OxBlog

Friday, January 02, 2004

# Posted 1:08 PM by Ariel David Adesnik  

ANOTHER HOMELESS DEMOCRAT: I had a long talk this morning with George Packer, a staff writer for the New Yorker who recently published an excellent in-depth account of the occupation. George also wrote (for the NYTM) what was probably the best article on reconstruction planning that made it into print before the war.

George actually got in touch with me because of my affiliation with Harvard, and not because of OxBlog. However, he is a daily consumer of Josh Marshall's Talking Points Memo. The reason George got in touch was because he heard that my dissertation focused on the role of American conservatives in returning democracy promotion to the foreign policy agenda in the 1980s.

Unfortunately, I don't think that I was as much help as George might've hoped. The reason is twofold. The first is that my research is still ongoing, so I know far more about the Carter era and the early Reagan years than I do about the later period.

Second, I don't have much to say (yet) about the neo-conservatives' stand on democracy promotion in the 1980s, as opposed to the Republican stand in general. Nonetheless, I think George was rather struck when I described how Elliot Abrams and Tom Harkin joined forces to help kick out the Pinochet government in Chile.

The reason for George's interest in early neo-con views on democracy promotion is that he is trying to unearth the intellectual roots of George W. Bush's post-9/11 agenda. While there is no question that neo-conservatives generally embraced democracy as the antidote to communism in the 1980s, in it is far less apparent that they had a serious interest in laying the institutional foundations for democratic reform in allied nations.

Instead, my general sense is that their focus was primarily on bashing the Soviet for the lack of democracy in Eastern Europe and supporting the freedom fighters/"freedom fighters" in Nicaragua. Nonetheless, as I emphasized to George, Reagan's rhetorical support for democracy brought idealism back on to the Republican agenda and made today's ideological rhetoric (and corresponding half-actions) possible.

As far as the current administration goes, George has very little nice to say. His tone when discussing Republicans in general is fairly similar to that of Josh Marshall.
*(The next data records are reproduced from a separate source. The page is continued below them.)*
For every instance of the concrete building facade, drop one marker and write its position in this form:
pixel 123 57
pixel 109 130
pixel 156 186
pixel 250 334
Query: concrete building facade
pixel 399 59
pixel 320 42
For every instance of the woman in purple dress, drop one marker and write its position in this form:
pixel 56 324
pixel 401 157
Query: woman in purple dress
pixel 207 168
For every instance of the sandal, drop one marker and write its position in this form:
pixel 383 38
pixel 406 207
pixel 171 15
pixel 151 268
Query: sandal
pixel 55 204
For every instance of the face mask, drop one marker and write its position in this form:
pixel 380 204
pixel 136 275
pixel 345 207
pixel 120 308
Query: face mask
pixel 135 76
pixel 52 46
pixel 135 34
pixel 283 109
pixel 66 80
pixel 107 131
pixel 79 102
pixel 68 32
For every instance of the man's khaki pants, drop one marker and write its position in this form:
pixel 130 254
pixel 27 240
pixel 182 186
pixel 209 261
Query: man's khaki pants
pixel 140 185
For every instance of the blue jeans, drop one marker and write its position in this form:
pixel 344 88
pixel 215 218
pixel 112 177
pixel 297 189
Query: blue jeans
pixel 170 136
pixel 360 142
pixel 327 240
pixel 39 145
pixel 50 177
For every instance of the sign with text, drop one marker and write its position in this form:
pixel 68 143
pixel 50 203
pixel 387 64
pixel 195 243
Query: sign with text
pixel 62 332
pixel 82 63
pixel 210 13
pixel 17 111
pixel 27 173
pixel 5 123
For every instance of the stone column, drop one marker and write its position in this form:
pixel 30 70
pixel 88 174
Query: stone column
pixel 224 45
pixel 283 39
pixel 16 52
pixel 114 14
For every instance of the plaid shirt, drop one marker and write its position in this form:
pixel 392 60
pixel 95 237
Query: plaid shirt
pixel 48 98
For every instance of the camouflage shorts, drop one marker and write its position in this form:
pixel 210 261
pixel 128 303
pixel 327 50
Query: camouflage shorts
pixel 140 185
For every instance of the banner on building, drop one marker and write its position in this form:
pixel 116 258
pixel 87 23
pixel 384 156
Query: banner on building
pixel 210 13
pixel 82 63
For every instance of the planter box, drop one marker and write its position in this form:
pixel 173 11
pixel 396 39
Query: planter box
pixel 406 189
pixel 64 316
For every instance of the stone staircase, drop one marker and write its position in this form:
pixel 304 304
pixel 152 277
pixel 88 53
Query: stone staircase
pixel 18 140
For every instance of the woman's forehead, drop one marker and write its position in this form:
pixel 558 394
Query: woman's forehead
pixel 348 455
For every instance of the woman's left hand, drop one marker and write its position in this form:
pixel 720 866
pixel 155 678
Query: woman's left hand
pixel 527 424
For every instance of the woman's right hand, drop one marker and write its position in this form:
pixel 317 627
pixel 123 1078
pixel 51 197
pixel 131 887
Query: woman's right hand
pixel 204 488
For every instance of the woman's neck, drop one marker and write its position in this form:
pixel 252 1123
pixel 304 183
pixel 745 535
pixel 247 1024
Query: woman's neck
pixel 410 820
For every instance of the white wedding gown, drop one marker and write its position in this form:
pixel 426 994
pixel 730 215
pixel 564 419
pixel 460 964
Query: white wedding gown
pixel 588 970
When it comes to Iraq, George has the cynicism bred of first-hand encounters with the unforgiveable incompetence of the CPA.

Yet in spite of it all, George is dangerously close to being a liberal hawk. Like TNR and like Michael Totten (and OxBlog, of course) George really believes that the Democratic party must reclaim its heritage as the true advocate of liberal internationalism, of using American power to ensure the spread of democratic values across the globe.

As such, George feels no less marginalized within the Democratic party than does TNR or Michael Totten or OxBlog. He was glad to hear however, that the Rachels and Patricks of this world are doing the best to create a real future for Democratic foreign policy. If the lib hawks are ever to have the success that the neo-cons have had, we have to have scores of young idealists ready to march into the next Democratic administration and ensure that it lives up to our ideals.

Not in 2004, however. With a sense of personal disappointment that can only grow out of true loyalty, George regrets the rise of Howard Dean and the resurgence of the ostrich-headed doves. And Wes Clark isn't much better. But more important than the views of Dean and Clark is the fact that the Democratic base has no real desire to unite power and idealism. Instead, most Democratic voters continue to embrace a sort of kneejerk multilateralism.

And so it goes. For as long as misery loves company, liberal hawks will be social animals.